Jubiläum Museumsverband „Den Saarländern fehlt Heimatbewusstsein“

Saarbrücken/Homburg · Etliche Dorfmuseen stehen auf der Kippe, moniert der saarländische Museumsverband anlässlich seines 30-jährigen Bestehens.

 Rainer Raber, der Geschäftsführer des Saar-Museumsverbandes.

Rainer Raber, der Geschäftsführer des Saar-Museumsverbandes.

Foto: Marion Schmidt

Sind die Saarländer Maulhelden? Zumindest rücken die Politiker den Bürgersinn, das Vereinsengagement und die Solidarität der Bevölkerung gern ins Schaufenster, wenn sie für das Saarland auf Werbetour gehen. Der Geschäftsführer des Saarländischen Museumsverbandes (SMV), der dieser Tage sein 30. Jubiläum begeht, hat eine andere Sicht auf die Saar-Welt. Rainer Raber vertritt 103 Mitglieder, vom Alsbacher „Hiwwelhaus“ über das Schwalbacher Schmiedemuseum bis zum Weltkulturerbe Völklinger Hütte. Er meint, das Bild des über die Maßen lokalpatriotischen Saarländers werde schön gefärbt, und verweist auf teilweise „dramatisch schlechte“ Besucherzahlen in den kleineren Häusern mit überalterten Strukturen. Deren Träger – oft Privatsammler oder Vereine – würden vielfach allein gelassen.

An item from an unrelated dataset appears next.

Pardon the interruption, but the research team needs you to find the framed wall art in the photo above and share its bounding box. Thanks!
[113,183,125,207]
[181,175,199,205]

Raber: „Gewachsene Dörfer veröden, sie werden zu Siedlungen. Und in den Kommunen fehlt es an Gemeinschaftsgeist für die Museen.“ Wie viele der rund 60 Heimatmuseen akut existenzbedroht sind, sei noch nicht ermittelt. Besondere Sorgenkinder sind laut Raber das Museum für dörfliche Alltagskultur in Rubenheim und der Handwerkerhof in Ottweiler. Der Verband arbeite an Rettungslösungen und neuen Trägerstrukturen, rege die Häuser zu Kooperationen und Zusammenlegungen an. „Es macht wenig Sinn, wenn jeder alles sammelt.“ Ein Museumsentwicklungsplan soll Hilfestellung geben. Raber beobachtet, dass in anderen Bundesländern Überlieferung und Brauchtum einen höheren Stellenwert besitzen. Dort sei man stolz auf die lokalen Besonderheiten. Doch im Saarland mit seiner vielfach zerrissenen Historie existierten keine über Jahrhunderte verwurzelten Traditionen, ganz nach dem Motto des Reinhard-Klimmt-Buches „Richtig daheim waren wir nie.“

Die Liebe der Saarländer zu ihren Museen sei „ausbaufähig“, konstatiert Raber. Und die Zahlen geben ihm Recht. Laut Statistik des Instituts für Museumsforschung meldeten die saarländischen Institutionen 2015 einen Besucherrückgang um etwa drei Prozent (ca. 609 000 Besucher). Umso wichtiger deshalb die Projekte des Verbandes, die die breite Leistungsfähigkeit der Museen verdeutlichen, jenseits der reinen Ausstellungstätigkeit. So wurde beispielsweise eine Art Heimatkunde-Museumskoffer für die Grundschulen zusammengestellt: „Regional – Total“. Zudem wurde der SMV Mitglied im Allianz-Demenz-Netzwerk. Für Altenheime wurde ein „Koffer der Erinnerung“ konzipiert. Alte Puppen oder Babykleidung, historische Werkzeuge und Spielsachen aktivieren und beglücken demenzkranke Menschen, die in der Vergangenheit leben. Im Bereich Tourismus erfand der Verband die Bergbau-„Entdeckertouren“, die die Arbeitswege der Bergleute durch Zeitzeugenberichte im Internet lebendig werden lassen. „Wir sind ein Partner der saarländischen Gesellschaft“, sagt Raber selbstbewusst. Eines seiner Favoriten-Themen: die Digitalisierung des kulturellen Erbes. Raber ist nicht zufrieden mit dem Tempo: „Wir sind noch in der Steinzeit“, sagt er. Über das Pilotprojekt „digiCult“ wurden die Bestände von 38 Museen zumindest teilweise erfasst, 18 000 Datensätze sind veröffentlicht, etwa 70 000 Datensätze angelegt. 2017 fand ein Informationskongress mit der Deutschen Digitalen Bibliothek im Kultusministerium statt, Raber wurde ins Digitalisierungsforum der Ministerpräsidentin berufen. Viel Ehr‘, viel Heimat-Arbeit.